Materials and methods: This was a cross-sectional study conducted at the department of transfusion medicine in a tertiary care hospital of South India from February 2019 to December 2020. The primary objective of the study was to assess the quality of platelet concentrates (PC) prepared by platelet-rich plasma (PRP), buffy-coat (BC), and apheresis method. A total of 760 PCs were subjected to quality assessment, among which 124 were PRP-PC, 176 were BC-PC, and 460 were single donor platelet (SDP).

Results: The total percentage of platelets meeting all the six quality control parameters in PRP, BC and SDP was 78.23%, 81.81%, and 89.96%, respectively. Apheresis PCs showed a significantly higher platelet concentration per µL on comparison with whole-blood-derived platelets. BC-PCs were found to be better than PRP-PC with regard to lower white blood cell (WBC) contamination (P < 0.05) and red blood cell (RBC) contamination (P < 0.01). No statistically significant difference was found with regard to platelet yield, volume, swirling, and pH.

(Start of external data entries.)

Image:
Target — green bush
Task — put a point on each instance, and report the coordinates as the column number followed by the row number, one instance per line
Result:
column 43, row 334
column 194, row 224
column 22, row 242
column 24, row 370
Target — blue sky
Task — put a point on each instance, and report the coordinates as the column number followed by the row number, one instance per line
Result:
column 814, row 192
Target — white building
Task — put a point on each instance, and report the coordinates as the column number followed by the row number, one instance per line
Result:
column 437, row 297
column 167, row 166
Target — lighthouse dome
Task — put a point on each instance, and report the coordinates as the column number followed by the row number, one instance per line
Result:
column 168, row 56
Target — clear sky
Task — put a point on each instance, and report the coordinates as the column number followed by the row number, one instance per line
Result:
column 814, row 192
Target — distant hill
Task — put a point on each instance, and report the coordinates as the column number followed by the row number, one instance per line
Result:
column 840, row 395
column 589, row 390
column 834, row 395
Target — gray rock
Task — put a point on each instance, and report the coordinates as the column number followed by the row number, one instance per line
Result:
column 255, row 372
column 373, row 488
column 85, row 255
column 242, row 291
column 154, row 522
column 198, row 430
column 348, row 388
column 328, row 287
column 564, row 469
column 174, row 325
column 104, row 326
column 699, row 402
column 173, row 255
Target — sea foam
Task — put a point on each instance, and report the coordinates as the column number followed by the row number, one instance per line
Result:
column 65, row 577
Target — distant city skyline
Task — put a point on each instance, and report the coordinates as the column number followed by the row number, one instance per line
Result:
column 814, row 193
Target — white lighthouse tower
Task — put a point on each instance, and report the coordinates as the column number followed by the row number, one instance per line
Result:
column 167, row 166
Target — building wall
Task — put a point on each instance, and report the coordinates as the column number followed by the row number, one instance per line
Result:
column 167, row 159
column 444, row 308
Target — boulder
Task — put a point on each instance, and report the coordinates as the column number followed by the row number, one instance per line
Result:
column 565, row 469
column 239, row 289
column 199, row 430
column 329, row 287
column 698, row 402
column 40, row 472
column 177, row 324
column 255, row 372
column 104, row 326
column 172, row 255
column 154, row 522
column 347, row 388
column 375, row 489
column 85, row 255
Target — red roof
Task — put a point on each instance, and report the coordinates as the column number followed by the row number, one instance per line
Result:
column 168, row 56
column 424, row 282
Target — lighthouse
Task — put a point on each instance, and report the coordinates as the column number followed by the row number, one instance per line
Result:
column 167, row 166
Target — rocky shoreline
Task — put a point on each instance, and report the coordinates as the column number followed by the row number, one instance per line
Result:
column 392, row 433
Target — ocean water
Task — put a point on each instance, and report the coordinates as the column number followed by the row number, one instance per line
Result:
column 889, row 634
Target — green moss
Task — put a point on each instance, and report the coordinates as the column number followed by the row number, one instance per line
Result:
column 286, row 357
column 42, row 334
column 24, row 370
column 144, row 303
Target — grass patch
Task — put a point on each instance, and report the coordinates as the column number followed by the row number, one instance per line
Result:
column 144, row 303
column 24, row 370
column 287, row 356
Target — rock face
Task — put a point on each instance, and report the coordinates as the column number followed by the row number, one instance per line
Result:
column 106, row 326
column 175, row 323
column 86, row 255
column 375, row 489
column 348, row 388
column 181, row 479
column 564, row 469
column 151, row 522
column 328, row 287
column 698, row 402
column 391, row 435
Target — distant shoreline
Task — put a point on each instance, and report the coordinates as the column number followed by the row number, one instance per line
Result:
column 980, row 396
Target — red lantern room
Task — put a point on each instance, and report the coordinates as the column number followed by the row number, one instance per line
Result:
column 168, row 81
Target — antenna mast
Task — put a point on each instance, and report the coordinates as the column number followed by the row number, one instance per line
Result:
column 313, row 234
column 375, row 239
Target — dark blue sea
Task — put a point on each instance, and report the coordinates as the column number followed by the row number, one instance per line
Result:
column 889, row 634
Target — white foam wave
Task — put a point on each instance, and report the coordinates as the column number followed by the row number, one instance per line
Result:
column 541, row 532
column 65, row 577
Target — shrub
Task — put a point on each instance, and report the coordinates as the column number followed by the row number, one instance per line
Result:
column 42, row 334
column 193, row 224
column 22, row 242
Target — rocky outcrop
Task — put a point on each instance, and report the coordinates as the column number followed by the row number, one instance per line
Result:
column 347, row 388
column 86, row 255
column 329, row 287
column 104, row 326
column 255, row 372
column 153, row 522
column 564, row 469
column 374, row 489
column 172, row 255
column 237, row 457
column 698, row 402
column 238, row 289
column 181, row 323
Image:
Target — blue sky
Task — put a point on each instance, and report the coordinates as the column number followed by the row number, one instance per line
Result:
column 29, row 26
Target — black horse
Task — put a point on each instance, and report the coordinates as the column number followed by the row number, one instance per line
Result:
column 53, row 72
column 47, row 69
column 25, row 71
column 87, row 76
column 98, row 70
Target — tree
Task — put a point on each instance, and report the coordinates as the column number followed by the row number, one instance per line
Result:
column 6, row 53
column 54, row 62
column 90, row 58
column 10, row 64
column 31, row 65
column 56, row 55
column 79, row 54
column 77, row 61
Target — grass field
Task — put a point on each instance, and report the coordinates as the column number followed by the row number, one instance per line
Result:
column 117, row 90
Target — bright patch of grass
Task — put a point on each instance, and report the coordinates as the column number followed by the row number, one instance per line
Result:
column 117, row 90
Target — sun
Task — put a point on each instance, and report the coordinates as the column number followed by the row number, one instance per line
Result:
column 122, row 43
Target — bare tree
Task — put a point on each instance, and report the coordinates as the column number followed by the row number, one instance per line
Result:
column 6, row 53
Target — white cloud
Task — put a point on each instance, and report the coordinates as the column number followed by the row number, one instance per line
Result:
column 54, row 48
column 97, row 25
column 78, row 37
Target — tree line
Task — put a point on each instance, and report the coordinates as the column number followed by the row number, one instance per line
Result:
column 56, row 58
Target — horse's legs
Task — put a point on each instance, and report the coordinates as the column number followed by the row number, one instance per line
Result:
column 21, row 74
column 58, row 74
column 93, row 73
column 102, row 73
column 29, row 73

Conclusion: Ex vivo quality of PCs prepared by BC-PC, PRP-PC, and apheresis-PC fulfilled the desired quality control parameters. BC-PC was better than PRP-PC in terms of lesser WBC and RBC contamination and comparable in terms of volume, platelet yield, swirling, and pH. Apheresis PCs showed a higher platelet concentration per microliter on comparison with whole-blood-derived platelets; hence in a blood center where facilities for collection of apheresis product are available, SDPs should be the choice of platelet transfusion.

Keywords: Apheresis platelet; buffy-coat platelet; platelet-rich plasma platelet; quality; single donor platelet.